Databricks
Databricks is available to SEAD users as a non-standard product
What is Databricks
Databricks is a cloud-based Big Data processing platform which provides users with an integrated environment to collaborate on projects and offers a range of tools for data exploration, visualisation and analysis. Within the Databricks environment, users can:
- build pipelines for streaming data processing
- build and run machine learning tools
- create interactive dashboards
- take advantage of scalable distributed computing capability
Users will also have access to the Databricks Academy training subscription (an online library of Databricks training guides), in addition to instruction materials on how to setup the Databricks workspace provided in the library drive.
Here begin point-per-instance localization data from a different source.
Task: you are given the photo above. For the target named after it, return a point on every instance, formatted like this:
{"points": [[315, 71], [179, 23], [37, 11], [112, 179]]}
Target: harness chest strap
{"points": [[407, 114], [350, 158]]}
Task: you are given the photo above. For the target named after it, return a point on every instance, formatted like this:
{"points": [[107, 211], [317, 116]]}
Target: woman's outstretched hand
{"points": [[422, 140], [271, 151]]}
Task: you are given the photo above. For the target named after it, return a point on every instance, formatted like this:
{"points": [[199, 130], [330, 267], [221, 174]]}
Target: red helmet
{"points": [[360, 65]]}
How to allocate a Databricks workspace to a project
To allocate a Databricks workspace to your project, you will need to submit a request to your SEAD administrator. Once your project is allocated a Databricks workspace, it can be accessed from within your Virtual Machine (VM) using the installed Edge or Firefox browsers.
Cost consumption
As Databricks uses separate compute power, projects requesting access to Databricks should consider if they need to continue to maintain their existing VM sizes. The option of scaling down the size of existing VMs provides users the opportunity to save on project costs.
What are the cluster policy arrangements?
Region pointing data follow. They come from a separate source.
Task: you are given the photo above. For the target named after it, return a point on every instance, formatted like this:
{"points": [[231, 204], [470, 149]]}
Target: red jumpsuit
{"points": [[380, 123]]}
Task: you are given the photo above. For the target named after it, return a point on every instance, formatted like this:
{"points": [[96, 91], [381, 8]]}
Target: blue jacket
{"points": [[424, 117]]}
Users can be provisioned with the following cluster policy options:
Instance: DS3 v2
- Server purpose: General purpose
- Max autoscale workers: 5
- CPU: 4
- RAM/Databricks Units: 14GB/0.75
Instance: D13 v2
- Server purpose: Memory optimized
- Max autoscale workers: 4
- CPU: 8
- RAM/Databricks Units: 56GB/2
Instance: DS3 v2
- Server purpose: Compute optimized
- Max autoscale workers: 4
- CPU: 16
- RAM/Databricks Units: 32GB/3
Databricks cluster policies will restrict the type and number of workers you can provision for a cluster. If an existing policy does not fit your requirements, you can request a new policy via the ABS. All information regarding this can be found in the library drive.
To ensure the security and integrity of SEAD, partners will not have administrative access to the Databricks workspace and some usage restrictions may apply. Administration will be exclusively managed by the ABS.